Neutralizing antibody responses drive the evolution of human immunodeficiency virus type 1 envelope during recent HIV infection.

作者信息

Frost Simon D W, Wrin Terri, Smith Davey M, Kosakovsky Pond Sergei L, Liu Yang, Paxinos Ellen, Chappey Colombe, Galovich Justin, Beauchaine Jeff, Petropoulos Christos J, Little Susan J, Richman Douglas D

机构信息

Department of Pathology, University of California at San Diego, La Jolla, CA 92093-0679, USA.

出版信息

Proc Natl Acad Sci U S A. 2005 Dec 20;102(51):18514-9. doi: 10.1073/pnas.0504658102. Epub 2005 Dec 9.

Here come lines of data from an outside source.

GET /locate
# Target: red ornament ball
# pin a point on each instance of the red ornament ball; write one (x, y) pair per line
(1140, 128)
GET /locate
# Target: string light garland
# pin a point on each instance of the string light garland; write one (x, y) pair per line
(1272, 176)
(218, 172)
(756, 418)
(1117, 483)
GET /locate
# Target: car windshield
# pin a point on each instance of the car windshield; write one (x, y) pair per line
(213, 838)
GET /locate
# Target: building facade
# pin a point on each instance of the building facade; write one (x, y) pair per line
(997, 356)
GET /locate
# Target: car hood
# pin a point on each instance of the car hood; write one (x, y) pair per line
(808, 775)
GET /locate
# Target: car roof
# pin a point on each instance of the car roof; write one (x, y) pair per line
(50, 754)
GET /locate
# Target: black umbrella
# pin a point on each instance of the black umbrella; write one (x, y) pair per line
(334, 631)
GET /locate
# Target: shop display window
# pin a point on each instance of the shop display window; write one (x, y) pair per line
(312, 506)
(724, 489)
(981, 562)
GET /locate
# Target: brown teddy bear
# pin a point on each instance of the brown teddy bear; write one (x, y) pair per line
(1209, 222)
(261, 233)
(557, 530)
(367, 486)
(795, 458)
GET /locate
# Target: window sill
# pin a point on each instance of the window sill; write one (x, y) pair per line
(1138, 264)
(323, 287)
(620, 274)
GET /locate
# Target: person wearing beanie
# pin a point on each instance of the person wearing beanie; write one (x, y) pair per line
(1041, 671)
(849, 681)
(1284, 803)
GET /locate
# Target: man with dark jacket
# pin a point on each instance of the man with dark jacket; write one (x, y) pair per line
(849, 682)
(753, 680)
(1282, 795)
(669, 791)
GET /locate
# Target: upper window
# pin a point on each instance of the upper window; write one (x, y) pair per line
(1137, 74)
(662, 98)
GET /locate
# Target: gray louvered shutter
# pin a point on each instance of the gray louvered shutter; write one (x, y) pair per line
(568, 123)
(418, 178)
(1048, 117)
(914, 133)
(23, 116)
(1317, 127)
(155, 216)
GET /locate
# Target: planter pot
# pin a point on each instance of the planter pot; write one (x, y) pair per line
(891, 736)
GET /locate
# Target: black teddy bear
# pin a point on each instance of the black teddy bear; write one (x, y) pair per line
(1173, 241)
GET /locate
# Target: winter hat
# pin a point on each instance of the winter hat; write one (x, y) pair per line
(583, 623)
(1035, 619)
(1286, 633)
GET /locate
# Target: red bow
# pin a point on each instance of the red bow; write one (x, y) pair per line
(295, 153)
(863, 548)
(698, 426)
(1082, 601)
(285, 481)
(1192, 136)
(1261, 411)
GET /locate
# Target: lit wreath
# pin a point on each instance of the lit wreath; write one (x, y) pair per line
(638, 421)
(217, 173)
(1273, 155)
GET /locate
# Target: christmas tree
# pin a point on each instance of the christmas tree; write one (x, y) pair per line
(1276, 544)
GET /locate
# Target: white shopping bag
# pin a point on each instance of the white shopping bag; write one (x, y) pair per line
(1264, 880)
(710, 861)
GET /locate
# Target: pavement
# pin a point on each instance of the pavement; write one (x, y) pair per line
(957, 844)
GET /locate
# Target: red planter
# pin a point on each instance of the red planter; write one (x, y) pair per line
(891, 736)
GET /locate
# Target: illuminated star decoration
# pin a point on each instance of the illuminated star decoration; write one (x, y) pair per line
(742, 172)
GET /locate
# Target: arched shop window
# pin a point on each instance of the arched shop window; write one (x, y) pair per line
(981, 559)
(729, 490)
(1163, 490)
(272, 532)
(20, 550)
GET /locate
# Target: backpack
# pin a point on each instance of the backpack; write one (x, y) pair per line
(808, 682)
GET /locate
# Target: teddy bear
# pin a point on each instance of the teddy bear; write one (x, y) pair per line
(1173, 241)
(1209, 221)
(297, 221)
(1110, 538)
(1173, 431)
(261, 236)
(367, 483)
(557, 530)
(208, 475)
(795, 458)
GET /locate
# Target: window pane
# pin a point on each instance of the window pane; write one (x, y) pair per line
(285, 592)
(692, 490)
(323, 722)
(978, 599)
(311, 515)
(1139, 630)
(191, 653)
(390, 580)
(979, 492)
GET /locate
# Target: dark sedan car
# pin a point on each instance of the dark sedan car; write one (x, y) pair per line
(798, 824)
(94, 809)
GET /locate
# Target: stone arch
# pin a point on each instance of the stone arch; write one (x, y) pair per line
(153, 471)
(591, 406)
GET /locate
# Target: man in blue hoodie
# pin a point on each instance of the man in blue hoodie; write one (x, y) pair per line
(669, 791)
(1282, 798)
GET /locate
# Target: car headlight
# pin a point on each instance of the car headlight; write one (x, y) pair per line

DOI:10.1073/pnas.0504658102
PMID:16339909
原文链接:https://pmc.ncbi.nlm.nih.gov/articles/PMC1310509/
Abstract

HIV type 1 (HIV-1) can rapidly escape from neutralizing antibody responses. The genetic basis of this escape in vivo is poorly understood. We compared the pattern of evolution of the HIV-1 env gene between individuals with recent HIV infection whose virus exhibited either a low or a high rate of escape from neutralizing antibody responses. We demonstrate that the rate of viral escape at a phenotypic level is highly variable among individuals, and is strongly correlated with the rate of amino acid substitutions. We show that dramatic escape from neutralizing antibodies can occur in the relative absence of changes in glycosylation or insertions and deletions ("indels") in the envelope; conversely, changes in glycosylation and indels occur even in the absence of neutralizing antibody responses. Comparison of our data with the predictions of a mathematical model support a mechanism in which escape from neutralizing antibodies occurs via many amino acid substitutions, with low cross-neutralization between closely related viral strains. Our results suggest that autologous neutralizing antibody responses may play a pivotal role in the diversification of HIV-1 envelope during the early stages of infection.

摘要

1型人类免疫缺陷病毒(HIV-1)能够迅速逃避中和抗体反应。这种体内逃逸的遗传基础目前尚不清楚。我们比较了近期感染HIV且病毒对中和抗体反应逃逸率较低或较高的个体之间HIV-1 env基因的进化模式。我们证明,在表型水平上,病毒逃逸率在个体间高度可变,且与氨基酸替换率密切相关。我们表明,在包膜糖基化或插入缺失(“indels”)相对没有变化的情况下,也可能发生对中和抗体的显著逃逸;相反,即使在没有中和抗体反应的情况下,也会发生糖基化和插入缺失的变化。将我们的数据与数学模型的预测结果进行比较,支持了一种机制,即通过许多氨基酸替换发生对中和抗体的逃逸,密切相关的病毒株之间交叉中和作用较低。我们的结果表明,自体中和抗体反应可能在感染早期HIV-1包膜的多样化过程中起关键作用。